DFA is also developing a special managed account product that will require a strikingly low minimum compared to its current SMA offerings — around $500,000 rather than $20 million and higher.

“We’re in the beta phase [and] probably by the third quarter we’ll be in a position to be able to offer that to advisors on a more systematic basis,” Butler said.

Also this fall, DFA will be the first asset manager included in Morningstar’s new advisor-managed accounts platform, which expands its current Morningstar Retirement Manager to include advisors working in that universe.

Will Asset Outflows Reverse?

Time will tell whether any or all of these initiatives will help DFA reverse asset outflows, which totaled $37 billion, or 8.3% of assets, in 2020 and $11.6 billion for the first half of 2021, according to Morningstar Direct.

The firm’s three ETFs launched in late 2020 have so far added $1.52 billion through June 30, 2021, according to Morningstar Direct and DFA remains among the top 10 asset managers that Morningstar tracks — it’s No. 10.

Total return of those ETFs and the four ETFs that were converted from mutual funds have averaged 16.81% year-to-date through June 30, compared with a 9.90% average return for the firm’s mutual funds, according to Morningstar Direct.

The firm’s investment approach, based on the research of economist Eugene Fama and finance professor Kenneth French, tilts toward small-cap stocks and value stocks. It has served it well this year and much of last year, but that wasn’t the case in many prior years when growth stocks, especially large-cap growth stocks, outperformed.

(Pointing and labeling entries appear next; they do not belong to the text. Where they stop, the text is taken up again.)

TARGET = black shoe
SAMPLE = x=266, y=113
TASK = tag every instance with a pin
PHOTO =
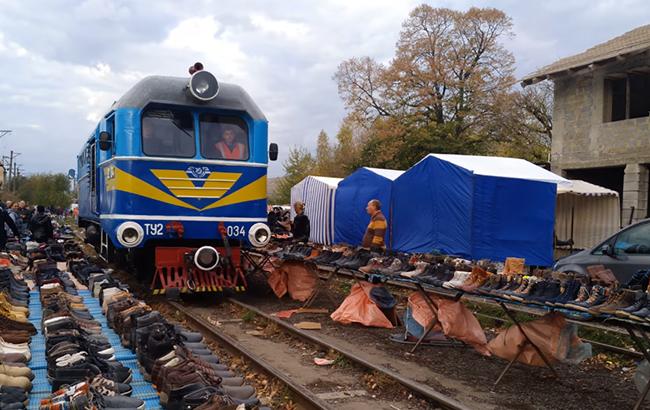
x=549, y=290
x=73, y=374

“Last year was a good year for value; March to March was incredible,” said Butler. “The market beats T-bills over time, small-caps beat large-cap stocks over time, value beats growth, but there’s also a big amount of dispersion and volatility around those results … We think the future going forward with advisors and with their clients is as strong as it’s ever been.”

And the addition of ETFs to the firm’s fund lineup will help. ETF inflows just set a new record — $505 billion as of July 26, breaking the previous $504 billion record set for all of 2020, according to Todd Rosenbluth, head of ETF and mutual fund research at CFRA.

“Dimensional Funds’ efforts to appeal to ETF investors through new products and converting preexisting mutual funds will help to limit and likely over time stop the outflows as the firm appeals to a broader more cost conscious investor base,” said Rosenbluth.